Future improvements
First, hands down, amazing work. Serving as a baseline, I see a possible improvement, if someone wants to implement it:
- The n-step return, as it is, is biased (as you are using old off-policy samples). Retrace [Safe and Efficient Off-Policy Reinforcement Learning] would resolve the issue. However, implementing Retrace in Distributional RL is not straightforward, but I see that work [The Reactor: A fast and sample-efficient Actor-Critic agent for Reinforcement Learning] deals with the issue (as it seems, without the quantile regression, however).
Thanks a lot, I can say the same for your blog 🙂In my spare time I'm still looking for bugs, as I still have issues with some learning on some games (Pong and Breakout being particularly worrying).
In any case I won't be able to work on extending Rainbow for a while, but if anyone is interested I've leaving master for a pure Rainbow implementation and extensions for anything others want to add as options (I added quantile regression as an exercise to myself, but I haven't tested it within Rainbow at all, so it's possible that it's harmful here).
Edit: False alarm on Pong at least
Hello,
I am reopening this really old issue to just ask a question.

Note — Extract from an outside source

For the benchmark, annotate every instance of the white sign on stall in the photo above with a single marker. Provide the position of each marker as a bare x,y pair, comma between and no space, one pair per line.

Did you test the QR extension on other game than Pong? (and even better did you try to implement Implicit Quantile Networks? ^^)
Nope - I just did that as an implementation exercise to myself, so I've not actually tested it at all (the comment about Pong was about normal Rainbow at the time). I'm not planning to do any further development, but I am trying to test normal Rainbow on a few more games/upload the pretrained models for people to use.
I also noice that the Rainbow performs veyr bad in Pong , extremly strange.